ResearchBlogging.org Are populations on the edge of the geographic range of a species not so important to conserve as more central ones? That’s the provocative question tackled by a recent meta-analysis. (( ECKERT, C.G., SAMIS, K.E., LOUGHEED, S.C. (2008). Genetic variation across species’ geographical ranges: the central-marginal hypothesis and beyond. Molecular Ecology, 17 (5), 1170-1188. DOI: 10.1111/j.1365-294X.2007.03659.x)) Theory would suggest that marginal populations should be less diverse, and therefore possibly of less conservation value. But the theory has never really been properly tested, so the common assumption that marginal populations are less diverse is just that — an assumption.

Its theoretical underpinning is that individuals and populations are likely to be fewer and more widely spaced on the periphery compared to the centre of the range of a species. That means that effective population sizes are likely to be lower and isolation more pronounced, which suggests that genetic diversity within populations should be lower and among populations (differentiation) higher in marginal areas.

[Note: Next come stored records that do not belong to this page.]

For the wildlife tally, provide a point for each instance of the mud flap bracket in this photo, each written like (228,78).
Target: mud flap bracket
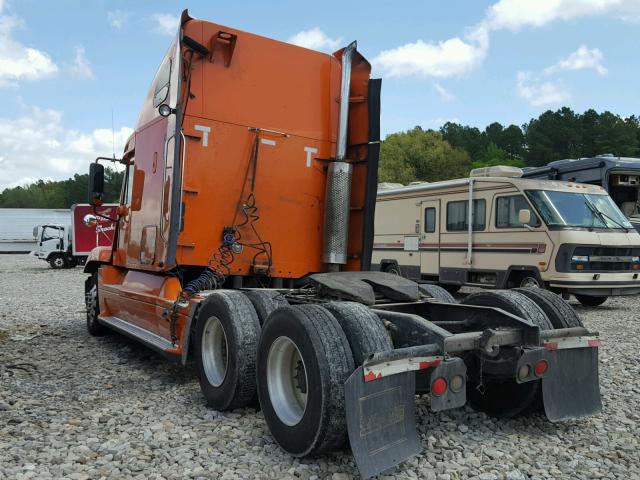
(455,395)
(381,421)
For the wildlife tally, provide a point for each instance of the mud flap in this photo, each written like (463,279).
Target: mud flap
(572,387)
(381,421)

That turns out to be more or less the case for the 134 population genetic studies (of both plants and animals) reviewed by the authors: “any given species is more than twice as likely to show the predicted pattern as not, and usually a change in diversity is accompanied by a parallel change in differentiation.”

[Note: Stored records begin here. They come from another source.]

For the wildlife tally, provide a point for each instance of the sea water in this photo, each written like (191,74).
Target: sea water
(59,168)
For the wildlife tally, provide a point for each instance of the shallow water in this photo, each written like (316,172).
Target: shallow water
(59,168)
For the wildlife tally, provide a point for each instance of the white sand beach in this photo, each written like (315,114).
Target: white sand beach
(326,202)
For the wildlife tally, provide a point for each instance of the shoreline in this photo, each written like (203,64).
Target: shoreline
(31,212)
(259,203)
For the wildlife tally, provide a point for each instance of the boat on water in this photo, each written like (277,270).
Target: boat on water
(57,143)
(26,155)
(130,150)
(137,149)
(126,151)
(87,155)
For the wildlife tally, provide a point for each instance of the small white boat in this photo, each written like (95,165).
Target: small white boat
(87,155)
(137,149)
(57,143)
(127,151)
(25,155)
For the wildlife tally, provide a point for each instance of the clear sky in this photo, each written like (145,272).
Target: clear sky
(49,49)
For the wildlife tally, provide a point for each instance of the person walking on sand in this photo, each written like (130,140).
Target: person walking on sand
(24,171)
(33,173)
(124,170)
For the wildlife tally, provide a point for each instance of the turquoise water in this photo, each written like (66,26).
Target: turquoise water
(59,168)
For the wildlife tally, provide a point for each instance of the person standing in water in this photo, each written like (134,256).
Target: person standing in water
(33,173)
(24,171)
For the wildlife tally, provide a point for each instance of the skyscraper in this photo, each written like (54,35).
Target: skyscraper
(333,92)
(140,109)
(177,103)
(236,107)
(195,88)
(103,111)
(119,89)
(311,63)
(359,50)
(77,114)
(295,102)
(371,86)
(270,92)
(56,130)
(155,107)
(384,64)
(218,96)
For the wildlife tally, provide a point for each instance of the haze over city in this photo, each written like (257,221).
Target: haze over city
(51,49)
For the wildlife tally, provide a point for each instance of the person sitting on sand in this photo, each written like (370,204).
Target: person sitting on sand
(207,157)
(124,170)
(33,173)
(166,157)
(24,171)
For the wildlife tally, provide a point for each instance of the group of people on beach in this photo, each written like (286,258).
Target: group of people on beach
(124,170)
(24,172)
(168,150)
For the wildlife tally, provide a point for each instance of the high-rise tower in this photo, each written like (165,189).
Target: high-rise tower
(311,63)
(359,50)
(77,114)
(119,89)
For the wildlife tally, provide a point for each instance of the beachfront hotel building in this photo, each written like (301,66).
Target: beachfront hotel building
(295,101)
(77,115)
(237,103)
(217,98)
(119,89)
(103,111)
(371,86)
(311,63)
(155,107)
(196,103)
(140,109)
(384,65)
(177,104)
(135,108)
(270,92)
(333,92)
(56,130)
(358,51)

There are some caveats, however. The differences were generally pretty small. The actual mechanisms producing them not clear (were the differences the legacy of historical environmental changes or the result of ongoing evolution?). The sampling of species was biased taxonomically and geographically. Plus all of the studies looked at (supposedly) neutral variation rather than traits which might actually have adaptive importance.

But the results are nevertheless intriguing. Especially when you think about how they might be different for crops (I don’t think any of the 134 studies reviewed were of domesticated species). If anything, one would predict geneflow from the center to the periphery, and indeed among peripheral populations, to be stronger in crops than in wild species. That means that differences in genetic diversity and differentiation between centre and periphery are likely to be even smaller, maybe non-existent. Sounds like something worth checking.